Lost among all the other news of the past month, a story slipped through the cracks that deserves recognition. A story about the integrity of Spanish runner Ivan Fernandez Anaya.
Two weeks ago, on December 2, Spanish athlete Iván Fernández Anaya was competing in a cross-country race in Burlada, Navarre. He was running second, some distance behind race leader Abel Mutai – bronze medalist in the 3,000-meter steeplechase at the London Olympics.

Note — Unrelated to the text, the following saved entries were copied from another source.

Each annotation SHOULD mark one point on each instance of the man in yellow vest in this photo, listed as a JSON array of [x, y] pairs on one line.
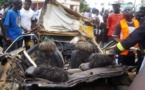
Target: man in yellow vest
[[122, 30]]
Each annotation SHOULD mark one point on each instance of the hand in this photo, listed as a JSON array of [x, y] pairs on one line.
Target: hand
[[110, 51], [133, 48]]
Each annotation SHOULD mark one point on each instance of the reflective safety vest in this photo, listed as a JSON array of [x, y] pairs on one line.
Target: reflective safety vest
[[125, 32]]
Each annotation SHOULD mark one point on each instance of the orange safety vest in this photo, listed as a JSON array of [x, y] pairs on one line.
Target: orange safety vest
[[125, 32]]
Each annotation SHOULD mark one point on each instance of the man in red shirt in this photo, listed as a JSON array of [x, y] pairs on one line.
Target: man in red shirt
[[113, 19]]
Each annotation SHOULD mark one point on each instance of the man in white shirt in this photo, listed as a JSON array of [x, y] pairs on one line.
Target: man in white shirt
[[27, 18]]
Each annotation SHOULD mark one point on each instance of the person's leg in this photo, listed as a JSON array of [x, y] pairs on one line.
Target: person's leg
[[1, 42], [139, 60], [26, 40], [120, 59], [143, 64], [6, 44], [20, 43]]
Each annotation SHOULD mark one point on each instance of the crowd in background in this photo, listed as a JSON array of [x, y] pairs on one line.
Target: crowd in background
[[115, 26]]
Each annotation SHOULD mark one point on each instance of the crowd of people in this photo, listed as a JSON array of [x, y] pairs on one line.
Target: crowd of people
[[16, 20], [125, 28], [117, 26]]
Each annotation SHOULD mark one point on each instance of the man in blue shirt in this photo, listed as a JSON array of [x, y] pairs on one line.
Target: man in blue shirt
[[12, 25]]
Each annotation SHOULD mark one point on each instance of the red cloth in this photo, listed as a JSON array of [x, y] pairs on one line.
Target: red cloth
[[112, 21]]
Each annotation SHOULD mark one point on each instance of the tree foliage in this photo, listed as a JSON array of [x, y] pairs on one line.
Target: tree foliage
[[83, 5]]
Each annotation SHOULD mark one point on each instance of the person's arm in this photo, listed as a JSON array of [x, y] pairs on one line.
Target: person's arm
[[139, 81], [135, 37], [116, 33]]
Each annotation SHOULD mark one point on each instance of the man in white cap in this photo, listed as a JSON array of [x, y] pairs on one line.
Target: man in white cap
[[113, 19]]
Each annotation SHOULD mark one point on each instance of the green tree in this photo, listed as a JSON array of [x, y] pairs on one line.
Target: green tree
[[83, 5]]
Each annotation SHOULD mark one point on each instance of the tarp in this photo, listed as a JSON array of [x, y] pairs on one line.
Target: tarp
[[56, 17], [77, 78]]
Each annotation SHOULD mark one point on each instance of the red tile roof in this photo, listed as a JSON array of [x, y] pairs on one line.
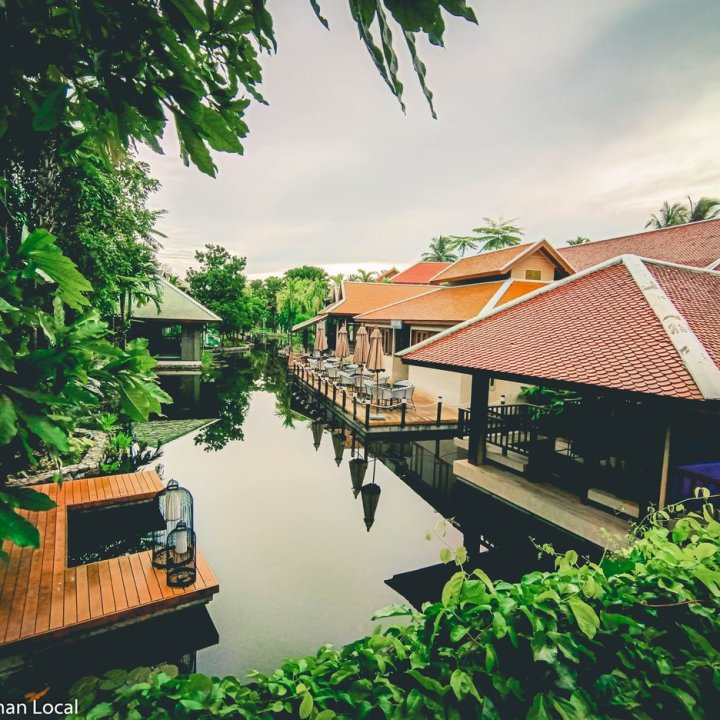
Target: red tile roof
[[449, 305], [600, 328], [696, 244], [419, 273], [497, 262], [360, 297]]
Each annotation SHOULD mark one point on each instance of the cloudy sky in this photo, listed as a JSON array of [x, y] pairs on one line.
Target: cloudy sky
[[578, 117]]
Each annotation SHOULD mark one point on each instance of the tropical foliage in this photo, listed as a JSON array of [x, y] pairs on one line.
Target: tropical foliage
[[57, 366], [118, 71], [705, 208], [362, 275], [442, 249], [497, 234], [635, 635]]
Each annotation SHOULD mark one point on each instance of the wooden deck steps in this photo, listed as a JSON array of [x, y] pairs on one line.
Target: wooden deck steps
[[42, 599]]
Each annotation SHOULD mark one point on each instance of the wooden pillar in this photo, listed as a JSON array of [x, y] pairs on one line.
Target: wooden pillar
[[477, 437]]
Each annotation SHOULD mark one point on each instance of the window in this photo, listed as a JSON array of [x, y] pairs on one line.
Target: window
[[420, 335]]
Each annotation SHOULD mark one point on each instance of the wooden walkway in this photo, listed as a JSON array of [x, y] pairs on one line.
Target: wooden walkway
[[422, 412], [42, 599]]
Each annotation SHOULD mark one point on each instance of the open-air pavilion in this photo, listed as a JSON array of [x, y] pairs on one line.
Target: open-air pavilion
[[638, 343]]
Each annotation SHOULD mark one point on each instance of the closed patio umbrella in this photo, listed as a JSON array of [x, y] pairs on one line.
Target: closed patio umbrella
[[376, 358], [317, 430], [362, 346], [320, 338], [342, 349]]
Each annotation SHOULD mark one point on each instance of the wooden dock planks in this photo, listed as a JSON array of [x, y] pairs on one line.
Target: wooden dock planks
[[42, 599]]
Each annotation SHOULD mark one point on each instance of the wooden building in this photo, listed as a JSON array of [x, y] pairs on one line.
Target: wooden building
[[638, 341]]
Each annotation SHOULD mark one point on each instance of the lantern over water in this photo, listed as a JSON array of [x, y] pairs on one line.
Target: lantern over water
[[175, 504], [181, 565]]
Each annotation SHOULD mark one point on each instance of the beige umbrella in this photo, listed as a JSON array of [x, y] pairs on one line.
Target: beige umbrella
[[320, 338], [362, 347], [342, 349], [376, 357]]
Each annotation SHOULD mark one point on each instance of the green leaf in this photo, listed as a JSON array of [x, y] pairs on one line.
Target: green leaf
[[539, 709], [193, 146], [462, 685], [306, 706], [193, 13], [40, 250], [453, 588], [586, 617], [50, 433], [8, 420], [7, 357], [22, 532], [50, 112]]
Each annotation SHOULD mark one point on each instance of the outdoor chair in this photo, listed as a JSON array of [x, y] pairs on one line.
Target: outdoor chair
[[404, 390], [346, 378]]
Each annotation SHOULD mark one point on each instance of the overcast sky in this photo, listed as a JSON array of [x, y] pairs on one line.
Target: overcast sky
[[578, 117]]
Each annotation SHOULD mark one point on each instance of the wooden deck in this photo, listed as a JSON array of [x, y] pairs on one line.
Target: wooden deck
[[553, 504], [42, 599], [423, 412]]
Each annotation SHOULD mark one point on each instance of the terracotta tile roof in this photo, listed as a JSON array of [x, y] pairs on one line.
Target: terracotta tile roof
[[419, 273], [475, 266], [450, 305], [497, 262], [600, 328], [518, 288], [696, 244], [360, 297]]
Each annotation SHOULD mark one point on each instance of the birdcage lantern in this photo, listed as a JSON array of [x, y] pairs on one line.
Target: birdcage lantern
[[181, 565], [175, 504]]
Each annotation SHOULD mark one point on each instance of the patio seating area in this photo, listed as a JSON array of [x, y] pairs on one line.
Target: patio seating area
[[373, 399]]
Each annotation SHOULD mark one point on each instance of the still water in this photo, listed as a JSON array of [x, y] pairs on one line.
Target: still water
[[279, 524]]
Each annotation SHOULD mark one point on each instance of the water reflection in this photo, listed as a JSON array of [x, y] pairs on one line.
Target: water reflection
[[300, 561]]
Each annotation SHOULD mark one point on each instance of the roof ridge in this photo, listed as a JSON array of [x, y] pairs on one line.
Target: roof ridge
[[189, 297], [523, 298], [469, 257], [398, 302], [697, 361], [669, 228]]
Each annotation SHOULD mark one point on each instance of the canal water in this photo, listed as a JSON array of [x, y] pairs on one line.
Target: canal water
[[299, 561]]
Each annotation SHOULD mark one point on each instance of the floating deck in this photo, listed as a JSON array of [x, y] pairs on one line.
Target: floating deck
[[43, 599]]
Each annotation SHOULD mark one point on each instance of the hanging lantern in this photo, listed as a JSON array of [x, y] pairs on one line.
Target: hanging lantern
[[181, 570], [176, 505], [371, 496], [338, 439], [358, 468], [317, 428]]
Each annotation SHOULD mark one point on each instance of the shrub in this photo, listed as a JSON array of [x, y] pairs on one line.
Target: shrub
[[633, 636]]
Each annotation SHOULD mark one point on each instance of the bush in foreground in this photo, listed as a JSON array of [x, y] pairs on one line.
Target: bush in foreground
[[634, 636]]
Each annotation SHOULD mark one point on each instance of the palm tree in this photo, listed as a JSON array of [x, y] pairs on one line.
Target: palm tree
[[498, 234], [675, 214], [441, 250], [362, 276], [703, 209], [463, 243]]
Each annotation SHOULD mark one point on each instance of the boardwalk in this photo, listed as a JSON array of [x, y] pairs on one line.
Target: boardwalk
[[424, 412], [43, 599]]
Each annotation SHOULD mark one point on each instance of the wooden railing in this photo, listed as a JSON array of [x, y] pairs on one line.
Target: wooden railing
[[509, 427]]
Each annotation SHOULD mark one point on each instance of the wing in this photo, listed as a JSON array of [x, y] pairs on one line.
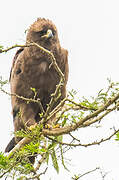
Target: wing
[[14, 59]]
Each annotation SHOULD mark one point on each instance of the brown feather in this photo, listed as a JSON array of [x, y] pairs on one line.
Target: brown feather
[[30, 69]]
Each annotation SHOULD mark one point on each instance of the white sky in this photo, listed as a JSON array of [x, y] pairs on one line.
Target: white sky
[[90, 32]]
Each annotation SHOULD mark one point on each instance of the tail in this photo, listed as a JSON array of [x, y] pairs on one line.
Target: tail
[[11, 145]]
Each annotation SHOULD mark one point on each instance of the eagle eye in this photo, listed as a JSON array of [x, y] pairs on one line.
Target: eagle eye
[[42, 33]]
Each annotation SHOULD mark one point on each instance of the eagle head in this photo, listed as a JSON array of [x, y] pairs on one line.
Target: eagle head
[[43, 32]]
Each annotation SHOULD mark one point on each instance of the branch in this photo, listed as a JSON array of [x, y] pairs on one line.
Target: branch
[[70, 128], [85, 145]]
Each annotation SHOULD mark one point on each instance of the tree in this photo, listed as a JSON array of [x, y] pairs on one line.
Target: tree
[[49, 141]]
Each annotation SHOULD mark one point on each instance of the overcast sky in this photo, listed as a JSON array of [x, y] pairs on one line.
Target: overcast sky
[[89, 30]]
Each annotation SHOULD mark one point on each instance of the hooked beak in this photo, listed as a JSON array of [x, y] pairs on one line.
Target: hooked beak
[[48, 35]]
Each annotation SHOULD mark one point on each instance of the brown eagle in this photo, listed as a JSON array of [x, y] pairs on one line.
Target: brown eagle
[[30, 70]]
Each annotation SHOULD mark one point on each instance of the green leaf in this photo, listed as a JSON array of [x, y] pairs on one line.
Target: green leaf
[[62, 157], [54, 161]]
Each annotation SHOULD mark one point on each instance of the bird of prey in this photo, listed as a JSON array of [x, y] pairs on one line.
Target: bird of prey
[[30, 69]]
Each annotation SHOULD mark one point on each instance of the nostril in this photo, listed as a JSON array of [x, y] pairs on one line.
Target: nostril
[[18, 71]]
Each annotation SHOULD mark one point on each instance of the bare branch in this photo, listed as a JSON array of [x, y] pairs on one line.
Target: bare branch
[[85, 145]]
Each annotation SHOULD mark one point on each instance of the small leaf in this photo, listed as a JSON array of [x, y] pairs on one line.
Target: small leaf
[[54, 161]]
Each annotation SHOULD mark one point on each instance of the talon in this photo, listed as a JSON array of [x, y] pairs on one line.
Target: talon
[[56, 126]]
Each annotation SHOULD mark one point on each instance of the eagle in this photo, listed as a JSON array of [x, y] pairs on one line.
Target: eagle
[[30, 72]]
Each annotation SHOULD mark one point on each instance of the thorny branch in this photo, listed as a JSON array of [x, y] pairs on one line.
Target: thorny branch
[[95, 115], [85, 145]]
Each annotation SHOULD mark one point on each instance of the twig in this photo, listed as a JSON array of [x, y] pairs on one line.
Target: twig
[[85, 145]]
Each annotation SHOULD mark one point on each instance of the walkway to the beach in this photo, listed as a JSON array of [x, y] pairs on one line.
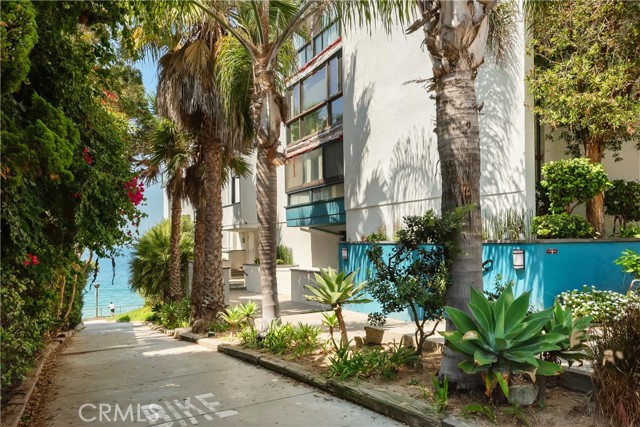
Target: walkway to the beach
[[127, 375]]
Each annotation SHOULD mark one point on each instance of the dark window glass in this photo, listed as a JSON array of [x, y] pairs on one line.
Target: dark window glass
[[294, 100], [336, 111], [294, 131], [294, 172], [314, 122], [313, 165], [317, 44], [334, 77], [314, 89], [333, 160]]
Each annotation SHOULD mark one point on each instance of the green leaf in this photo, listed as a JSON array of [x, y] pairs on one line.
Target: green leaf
[[460, 319]]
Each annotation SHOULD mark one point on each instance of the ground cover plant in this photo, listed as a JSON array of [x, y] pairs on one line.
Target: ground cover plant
[[601, 305]]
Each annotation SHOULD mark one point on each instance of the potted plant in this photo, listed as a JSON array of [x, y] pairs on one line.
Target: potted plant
[[375, 332]]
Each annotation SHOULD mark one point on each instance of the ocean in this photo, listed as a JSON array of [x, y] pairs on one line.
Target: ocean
[[117, 292]]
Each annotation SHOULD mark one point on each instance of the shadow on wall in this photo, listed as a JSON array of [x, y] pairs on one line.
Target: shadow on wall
[[502, 157], [358, 195], [409, 175]]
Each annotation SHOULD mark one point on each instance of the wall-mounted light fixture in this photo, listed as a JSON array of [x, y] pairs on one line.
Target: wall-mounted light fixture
[[518, 259]]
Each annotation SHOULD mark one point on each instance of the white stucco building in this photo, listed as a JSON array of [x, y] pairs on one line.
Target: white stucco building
[[362, 150]]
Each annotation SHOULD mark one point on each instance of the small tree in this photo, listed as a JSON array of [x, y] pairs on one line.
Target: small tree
[[415, 275], [622, 200], [334, 289], [585, 77]]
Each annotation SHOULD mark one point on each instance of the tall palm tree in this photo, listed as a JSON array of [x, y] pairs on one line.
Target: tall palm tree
[[457, 34], [263, 33], [149, 266], [188, 94], [171, 154]]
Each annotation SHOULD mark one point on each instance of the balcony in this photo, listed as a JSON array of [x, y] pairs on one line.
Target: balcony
[[320, 213]]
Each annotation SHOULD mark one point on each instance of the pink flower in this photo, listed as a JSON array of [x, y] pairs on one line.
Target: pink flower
[[87, 157]]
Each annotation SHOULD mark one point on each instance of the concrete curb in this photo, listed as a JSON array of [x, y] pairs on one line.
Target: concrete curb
[[410, 411], [14, 409]]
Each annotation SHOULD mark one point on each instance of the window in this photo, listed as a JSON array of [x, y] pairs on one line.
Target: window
[[336, 111], [333, 160], [315, 103], [316, 195], [313, 165], [314, 89], [328, 32], [314, 122], [314, 168]]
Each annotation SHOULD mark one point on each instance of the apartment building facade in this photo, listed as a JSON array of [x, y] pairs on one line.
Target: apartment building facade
[[361, 146]]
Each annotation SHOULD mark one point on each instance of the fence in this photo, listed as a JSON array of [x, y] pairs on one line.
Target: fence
[[88, 313]]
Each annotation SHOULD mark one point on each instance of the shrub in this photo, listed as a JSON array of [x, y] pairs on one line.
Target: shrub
[[337, 289], [284, 255], [572, 181], [348, 362], [601, 305], [500, 339], [415, 275], [278, 338], [630, 263], [616, 369], [561, 226], [622, 200], [376, 319]]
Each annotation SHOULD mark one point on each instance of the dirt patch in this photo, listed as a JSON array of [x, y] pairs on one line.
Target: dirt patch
[[562, 407], [35, 413]]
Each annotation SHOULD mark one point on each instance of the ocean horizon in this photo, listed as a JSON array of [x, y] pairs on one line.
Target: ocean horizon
[[114, 287]]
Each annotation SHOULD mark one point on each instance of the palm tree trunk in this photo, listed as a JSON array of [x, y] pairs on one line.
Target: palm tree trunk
[[175, 279], [459, 150], [344, 338], [267, 200], [595, 207], [198, 262], [212, 301], [267, 117]]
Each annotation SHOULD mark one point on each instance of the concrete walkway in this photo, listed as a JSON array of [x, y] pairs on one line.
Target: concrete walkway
[[127, 375]]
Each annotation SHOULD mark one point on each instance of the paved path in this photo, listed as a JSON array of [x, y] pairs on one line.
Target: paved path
[[120, 374]]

As they entered the finishing straight, he saw the Kenyan runner – the certain winner of the race – mistakenly pull up about 10 meters before the finish, thinking he had already crossed the line.
Fernández Anaya quickly caught up with him, but instead of exploiting Mutai’s mistake to speed past and claim an unlikely victory, he stayed behind and, using gestures, guided the Kenyan to the line and let him cross first.
“I didn’t deserve to win it,” says 24-year-old Fernández Anaya. “I did what I had to do. He was the rightful winner. He created a gap that I couldn’t have closed if he hadn’t made a mistake. As soon as I saw he was stopping, I knew I wasn’t going to pass him.”
Presented with victory, Anaya instead chose integrity. While he would have technically won had he passed Mutai, deep inside he knew it would have been forever tainted. Anaya chose to come in second, in order to preserve his dignity.
But of course, people are too busy paying attention to other athletes’ lies to notice.